Secondly, Bunning's is your best friend 
I made some hides from expanding foam, the one for my beardies i grouted using some pre-mixed and coloured grout in a tube (probably more expensive than mixing yourself but this was on special for $5 a tube at the time so saved me heaps), i used acrylic craft paints on the one for my snake, and sealed them with clear pondtite. You need to add some PVA woodglue mixed with the grout and water it down to the consistency of paint, my first coat i used it straight and it was very hard to work with due to how thick it was before being told to water it down and use some PVA in it.


----------



## Raddy318 (Oct 7, 2011)

Em1986 said:


> For a start this needs to be moved to the DIY section as the herp help section is for threads relating to reptile emergencies and help.
> 
> Secondly, Bunning's is your best friend
> I made some hides from expanding foam, the one for my beardies i grouted using some pre-mixed and coloured grout in a tube (probably more expensive than mixing yourself but this was on special for $5 a tube at the time so saved me heaps), i used acrylic craft paints on the one for my snake, and sealed them with clear pondtite. You need to add some PVA woodglue mixed with the grout and water it down to the consistency of paint, my first coat i used it straight and it was very hard to work with due to how thick it was before being told to water it down and use some PVA in it.



not being rude or anything, but i have seen many things on herp help that have nothing to do with threads related to reptiles emergencies and help.


----------



## Em1986 (Oct 7, 2011)

raddy318 said:


> not being rude or anything, but i have seen many things on herp help that have nothing to do with threads related to reptiles emergencies and help.

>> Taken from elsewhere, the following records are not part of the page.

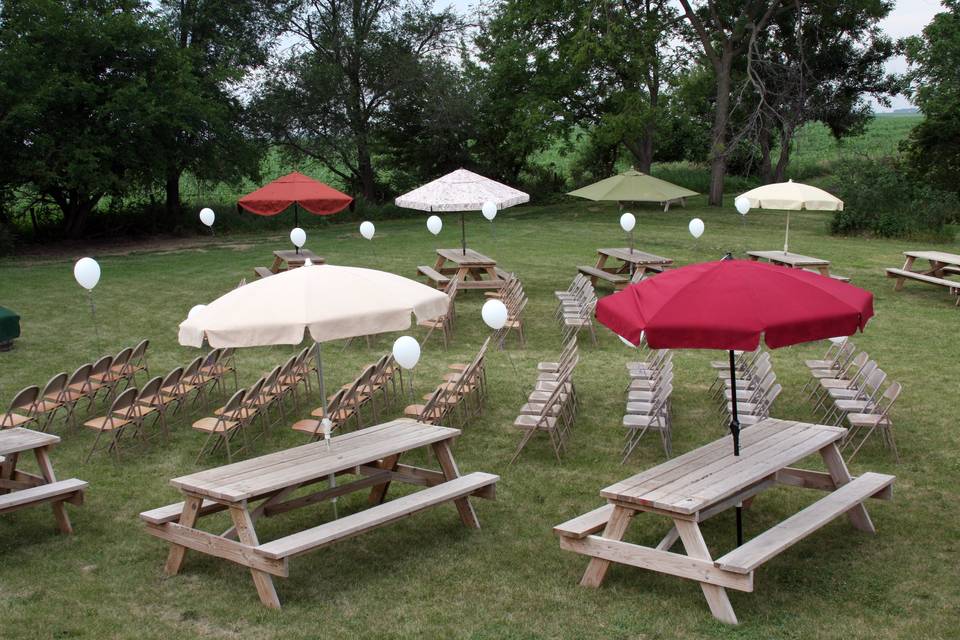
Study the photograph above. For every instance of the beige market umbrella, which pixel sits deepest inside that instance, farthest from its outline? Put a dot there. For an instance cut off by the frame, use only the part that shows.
(633, 186)
(791, 196)
(461, 190)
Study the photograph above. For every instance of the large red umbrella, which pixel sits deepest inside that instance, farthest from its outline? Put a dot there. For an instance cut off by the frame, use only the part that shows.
(731, 304)
(295, 189)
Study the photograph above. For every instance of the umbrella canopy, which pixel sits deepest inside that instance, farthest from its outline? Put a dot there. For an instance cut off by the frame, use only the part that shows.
(461, 190)
(730, 305)
(633, 186)
(295, 189)
(791, 196)
(330, 302)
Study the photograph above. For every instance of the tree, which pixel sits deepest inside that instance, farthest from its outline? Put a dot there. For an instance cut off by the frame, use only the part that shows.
(725, 30)
(222, 42)
(818, 62)
(934, 86)
(330, 99)
(87, 84)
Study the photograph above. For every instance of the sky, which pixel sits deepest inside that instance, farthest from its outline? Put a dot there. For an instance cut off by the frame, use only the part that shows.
(908, 18)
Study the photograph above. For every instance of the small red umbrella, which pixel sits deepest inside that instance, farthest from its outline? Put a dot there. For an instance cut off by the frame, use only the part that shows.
(295, 189)
(731, 304)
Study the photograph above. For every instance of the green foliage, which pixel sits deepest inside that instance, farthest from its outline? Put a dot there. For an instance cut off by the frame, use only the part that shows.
(934, 146)
(882, 198)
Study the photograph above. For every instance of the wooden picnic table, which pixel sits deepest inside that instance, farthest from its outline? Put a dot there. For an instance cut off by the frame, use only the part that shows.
(706, 481)
(632, 261)
(373, 454)
(19, 488)
(941, 265)
(793, 260)
(473, 269)
(284, 259)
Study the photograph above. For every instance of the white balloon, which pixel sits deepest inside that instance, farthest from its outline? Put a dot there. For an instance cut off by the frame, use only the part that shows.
(489, 210)
(494, 313)
(87, 273)
(207, 216)
(367, 229)
(298, 237)
(696, 227)
(742, 204)
(406, 351)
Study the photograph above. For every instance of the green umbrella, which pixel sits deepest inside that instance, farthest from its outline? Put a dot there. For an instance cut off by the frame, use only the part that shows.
(633, 186)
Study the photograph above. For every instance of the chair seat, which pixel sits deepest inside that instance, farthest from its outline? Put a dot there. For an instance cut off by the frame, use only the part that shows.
(214, 425)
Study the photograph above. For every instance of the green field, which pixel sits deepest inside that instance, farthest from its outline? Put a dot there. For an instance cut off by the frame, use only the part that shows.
(427, 576)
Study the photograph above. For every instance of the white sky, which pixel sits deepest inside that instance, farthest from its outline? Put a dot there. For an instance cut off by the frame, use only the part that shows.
(908, 18)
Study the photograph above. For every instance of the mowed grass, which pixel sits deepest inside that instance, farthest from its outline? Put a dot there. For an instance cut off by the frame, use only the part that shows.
(427, 576)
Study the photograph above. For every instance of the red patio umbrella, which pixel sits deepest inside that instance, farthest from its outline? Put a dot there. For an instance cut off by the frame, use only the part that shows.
(731, 304)
(295, 189)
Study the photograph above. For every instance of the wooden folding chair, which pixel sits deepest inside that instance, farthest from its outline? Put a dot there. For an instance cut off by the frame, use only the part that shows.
(221, 427)
(114, 423)
(22, 410)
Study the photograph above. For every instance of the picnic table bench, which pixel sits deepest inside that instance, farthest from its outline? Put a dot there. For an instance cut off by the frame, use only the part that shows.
(372, 453)
(709, 480)
(631, 260)
(20, 489)
(940, 264)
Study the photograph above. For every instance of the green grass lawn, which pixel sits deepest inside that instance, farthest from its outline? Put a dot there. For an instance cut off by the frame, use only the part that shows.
(427, 576)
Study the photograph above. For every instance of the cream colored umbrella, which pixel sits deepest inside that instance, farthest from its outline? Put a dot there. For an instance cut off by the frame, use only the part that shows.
(791, 196)
(461, 190)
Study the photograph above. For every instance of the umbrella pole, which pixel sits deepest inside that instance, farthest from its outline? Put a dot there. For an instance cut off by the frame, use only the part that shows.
(735, 430)
(323, 403)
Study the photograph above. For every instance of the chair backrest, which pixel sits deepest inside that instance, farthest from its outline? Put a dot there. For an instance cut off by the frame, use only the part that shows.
(150, 392)
(123, 357)
(53, 390)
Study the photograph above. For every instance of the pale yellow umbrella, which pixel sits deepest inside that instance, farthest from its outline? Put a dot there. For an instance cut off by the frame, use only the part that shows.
(789, 196)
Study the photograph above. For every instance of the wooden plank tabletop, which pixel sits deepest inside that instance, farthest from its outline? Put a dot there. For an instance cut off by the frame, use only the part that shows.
(934, 256)
(19, 439)
(705, 476)
(793, 259)
(470, 258)
(636, 256)
(260, 476)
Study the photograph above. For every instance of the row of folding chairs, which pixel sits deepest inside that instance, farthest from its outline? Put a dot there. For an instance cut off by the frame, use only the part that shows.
(849, 387)
(36, 408)
(575, 307)
(515, 300)
(445, 322)
(648, 401)
(459, 396)
(346, 404)
(552, 404)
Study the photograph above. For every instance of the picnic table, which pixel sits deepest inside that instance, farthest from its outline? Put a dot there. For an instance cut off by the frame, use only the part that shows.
(473, 270)
(372, 453)
(941, 264)
(706, 481)
(20, 489)
(631, 261)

Well then people need to read what herp help is for before posting in it 
It was more for the admins to move the thread before the poster ends up being flamed by other members!


----------



## Raddy318 (Oct 7, 2011)

well now you put it that way thats true.


----------



## Em1986 (Oct 7, 2011)

Thanks, i wasn't being mean towards the poster but i know some other members enjoy flaming newbies for sometimes no apparent reason and can be very harsh towards people that don't read or understand the rules etc.
Also the poster will get many more replies in the DIY section and can also join the DIY group to get further ideas and help.


----------



## J-A-X (Oct 7, 2011)

Ive asked the mods to move it to the diy section, just so you dont get flamed, 

and here's the link to the DIY group - which is seperate from the DIY zone on the forums

http://www.aussiepythons.com/forum/...rounds-furniture-225/cement-grout-render-432/


----------



## Sarah11 (Oct 16, 2011)

to answer your question hendro the best grout, paint and sealer really depends on what your putting in there and what your preference is. Most people however will choose to use the normal white tile grout you can get at bunnings and then add some acrylic paint making each layer darker. I choose to work with mortar because i like the texture but it is really hard to work with. Pondtite is generally agreed to be the best sealer. Remember if its for lizards you will need LOTS of layers of grout and plenty of layers of pondtite for anything

oh and dont forget to start the grout very thin to get in all the cracks and then build up to thicker layers. Also you will need to add pva glue to the grout to help it stick to the foam and each of the previous layers


----------



## mad_at_arms (Oct 16, 2011)

Plently of good threads already dedicated to this. 
"Best" will be defined by the inhabitant and funds available.


----------



## kr0nick (Oct 16, 2011)

Hey hendo_20 I have recently made a rock wall for my ackie tank, I just coloured grout starting off with thin layers and slowly built up thickness, I also added pva in the last few coats to add strength . For sealing i used Tile and Grout sealer from bunnings it is a liquid and comes in 1-2 litre buckets i can't remember off the top of my head but i found it seals perfectly water just runs off of it and it doesn't have the glossy look that pondtite does.


----------



## Hendo-20 (Oct 17, 2011)

Thanks for all the help will post pic when its all finished


----------